Whereas Mixed Ages classes are designed to help your child develop the fundamental music skills of singing accurately and in tune and move accurately to a beat, the Big Kids classes will support pre-music-reading skills, noticing and naming musical concepts, tonal and rhythmic solfege, and contextual creativity (individual and group) all while continuing to provide a playful, musically rich class environment. Expect lots of singing, chanting, game songs, rhythm and tonal patterns, a wide variety of movement and plenty of it, instrument play and hand-drumming. There will be no formal instrument instruction.
Big Kids classes will use music from the Song Collections that we use in Mixed Ages classes. If your child has already learned the Bells Song Collection in a previous Mixed Ages class, then he or she will be primed to take musical understanding to the next level with those familiar songs this Winter. If you're unsure about a program where your child will already know the music, keep on reading below. I think you'll be pleased.
If your child has never taken a Music Together class before, or if you missed Bells last time around, don't worry. Big Kids classes are accommodating and appropriate for kids who've never had a music class in their lives. And there's no better way to start your child's musical education than in a relaxed group environment.
Reserve your space in the demo class on December 20!
**Using the Same Songs**
At our house, we love puzzles. When my son was a baby, he enjoyed the big wooden puzzles with animal shapes and handy little knobs. As he mastered those and grew and learned, he moved on to the standard cardboard version, but with just a few pieces. Now at 6 years of age, he enjoys putting together large puzzles with odd-shaped pieces.

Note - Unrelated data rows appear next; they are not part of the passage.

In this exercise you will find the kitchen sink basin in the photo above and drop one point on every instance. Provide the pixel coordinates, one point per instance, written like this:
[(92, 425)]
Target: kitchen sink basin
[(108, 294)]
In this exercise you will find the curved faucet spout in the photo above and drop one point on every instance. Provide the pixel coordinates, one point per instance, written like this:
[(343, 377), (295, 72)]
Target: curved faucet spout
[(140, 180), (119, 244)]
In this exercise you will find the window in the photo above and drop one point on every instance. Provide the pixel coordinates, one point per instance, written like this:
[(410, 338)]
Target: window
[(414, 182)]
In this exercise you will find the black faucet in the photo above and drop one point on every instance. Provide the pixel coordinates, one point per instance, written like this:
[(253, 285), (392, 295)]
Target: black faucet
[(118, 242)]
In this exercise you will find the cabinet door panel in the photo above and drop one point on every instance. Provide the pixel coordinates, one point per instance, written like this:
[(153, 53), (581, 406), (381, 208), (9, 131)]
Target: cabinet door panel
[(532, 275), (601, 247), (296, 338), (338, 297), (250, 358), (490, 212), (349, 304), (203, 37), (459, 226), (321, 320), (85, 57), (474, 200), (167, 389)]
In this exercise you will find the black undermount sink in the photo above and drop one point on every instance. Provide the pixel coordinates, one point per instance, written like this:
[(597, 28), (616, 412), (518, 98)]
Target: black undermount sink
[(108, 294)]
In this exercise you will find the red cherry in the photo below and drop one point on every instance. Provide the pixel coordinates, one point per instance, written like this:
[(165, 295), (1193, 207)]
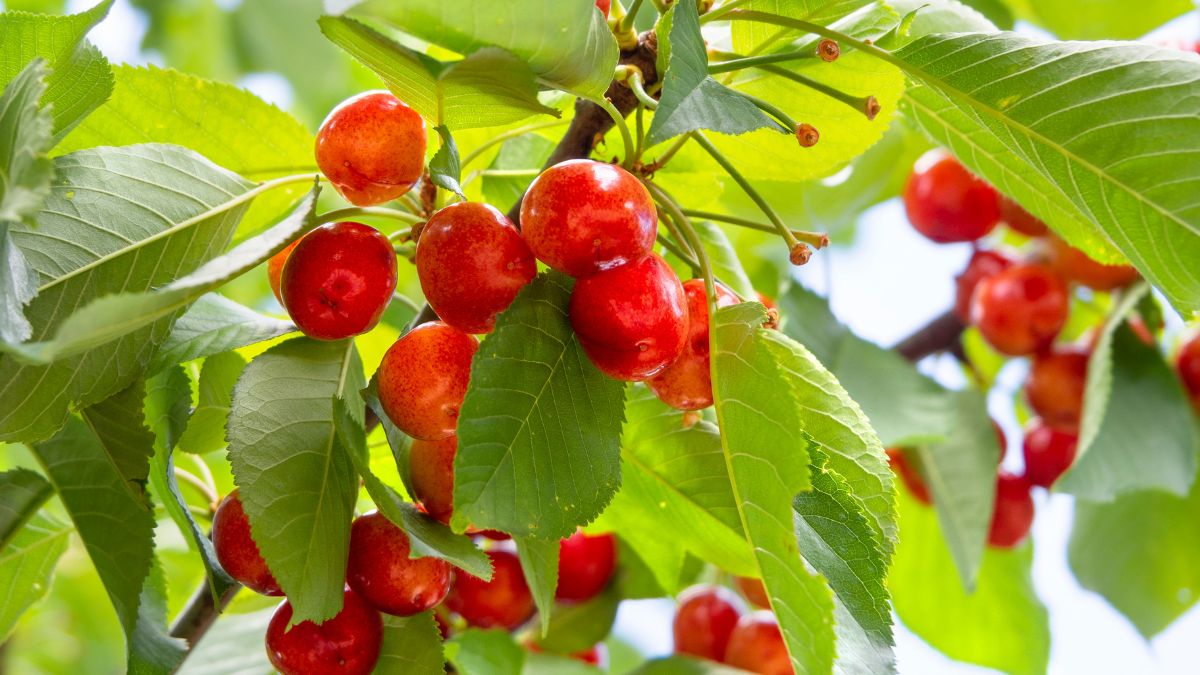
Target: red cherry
[(1055, 386), (948, 203), (1020, 310), (586, 562), (347, 644), (431, 467), (423, 380), (983, 264), (1013, 514), (688, 382), (582, 216), (757, 645), (1049, 453), (705, 621), (472, 263), (504, 602), (339, 280), (237, 550), (382, 573), (631, 321), (1020, 220), (372, 148)]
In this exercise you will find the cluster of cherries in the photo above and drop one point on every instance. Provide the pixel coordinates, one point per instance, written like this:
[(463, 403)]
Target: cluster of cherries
[(1020, 306)]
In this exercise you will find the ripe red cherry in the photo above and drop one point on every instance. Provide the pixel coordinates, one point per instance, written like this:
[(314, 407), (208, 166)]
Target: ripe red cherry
[(504, 602), (423, 380), (472, 263), (1055, 386), (347, 644), (1049, 453), (582, 216), (237, 550), (382, 573), (983, 264), (339, 280), (631, 321), (586, 562), (757, 645), (1020, 310), (705, 621), (372, 148), (947, 203), (1013, 514), (688, 382)]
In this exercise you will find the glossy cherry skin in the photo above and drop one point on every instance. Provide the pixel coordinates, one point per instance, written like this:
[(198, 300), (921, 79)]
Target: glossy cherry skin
[(472, 263), (688, 382), (983, 264), (757, 645), (1055, 386), (237, 550), (372, 148), (423, 380), (947, 203), (705, 620), (1013, 514), (339, 280), (381, 572), (347, 644), (504, 602), (582, 216), (586, 563), (1020, 310), (1049, 453), (631, 321)]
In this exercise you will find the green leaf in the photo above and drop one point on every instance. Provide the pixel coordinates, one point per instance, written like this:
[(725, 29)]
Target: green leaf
[(297, 482), (690, 99), (118, 220), (1107, 165), (1002, 625), (27, 566), (231, 126), (81, 78), (489, 88), (1140, 554), (567, 45), (768, 459), (214, 324), (540, 428), (22, 493)]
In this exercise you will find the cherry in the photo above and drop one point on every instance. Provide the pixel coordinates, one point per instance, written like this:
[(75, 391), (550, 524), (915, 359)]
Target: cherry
[(1020, 220), (347, 644), (431, 467), (339, 280), (705, 621), (688, 382), (1049, 453), (631, 321), (948, 203), (381, 571), (757, 645), (237, 550), (1020, 310), (1013, 514), (423, 380), (472, 263), (586, 562), (983, 264), (582, 216), (372, 148), (1055, 386), (504, 602)]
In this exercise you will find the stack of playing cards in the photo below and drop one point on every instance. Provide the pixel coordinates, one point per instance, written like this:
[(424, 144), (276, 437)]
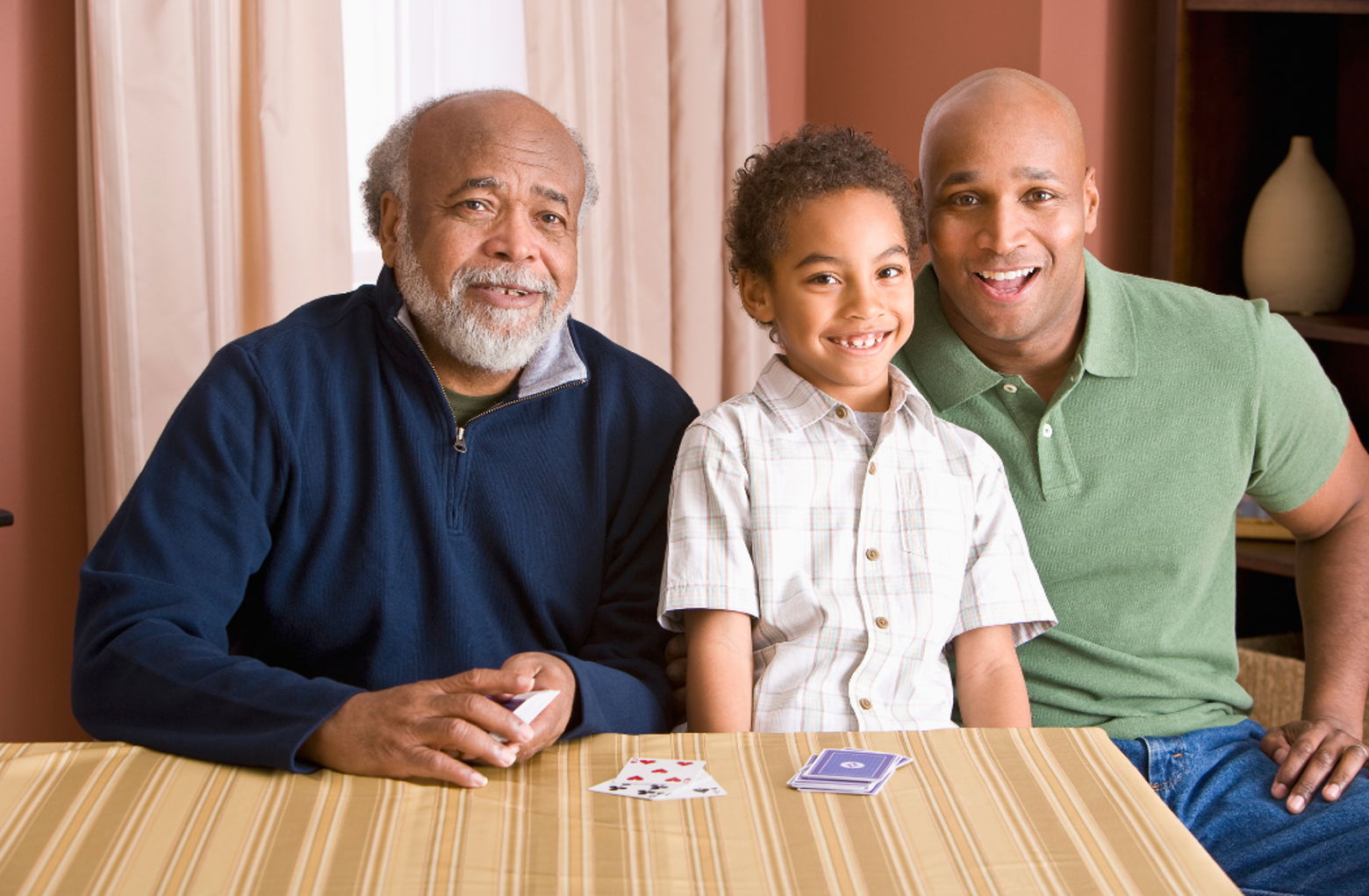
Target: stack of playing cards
[(848, 771), (662, 780)]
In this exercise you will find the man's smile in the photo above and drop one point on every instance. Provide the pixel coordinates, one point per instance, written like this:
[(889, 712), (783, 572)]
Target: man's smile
[(1007, 281), (860, 341)]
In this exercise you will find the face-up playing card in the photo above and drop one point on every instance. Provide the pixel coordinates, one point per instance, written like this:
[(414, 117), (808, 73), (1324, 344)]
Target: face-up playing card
[(848, 771), (647, 778)]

But just the other day, when I fished out the old "baby" puzzles for our 1-year-old, my big boy actually plunked down in the floor and worked through every single one of them with great enthusiasm!
When your child puts a puzzle together once, what do you do with it then? Do you toss it and buy a new puzzle? I would guess that most of us hang on to puzzles for a while so our children can enjoy working them again and again. Until I sat to write this out, I never thought consciously past, "Well, he'll enjoy working this puzzle again!" But, if we go beyond that, we realize that there's actually a lot of valuable stuff going on when our kids re-work puzzles. As kids' brains and bodies change, they learn to evaluate each piece before just trying to cram it someplace. They learn to match not only colors but shapes and context. They learn the satisfaction of a completed task, appreciation of aesthetics (unless it's a spongebob puzzle!), how to expand the process as it's relevant to other puzzles, and much more.
Learning to decode the *music of our culture* is much like learning to put together puzzles. Each song is a puzzle, with its unique combination of tones and timbres (colors), melodic contours, harmonic structure (shapes), aesthetic appeal, societal context, etc. Furthermore, songs exceed the scope of puzzles: Music is a language that gains meaning and is a catalyst for creating emotional bonds. Music doesn't have to come in a box; it can be created and shared with nothing more than voices and bodies.
Like a puzzle, we don't *toss* a song once we can sing it accurately. We can learn so much more from a song through repeated listening, expression, and noticing and manipulating different aspects of the music. And it's important to remember the value of the sheer joy of singing a song we already know!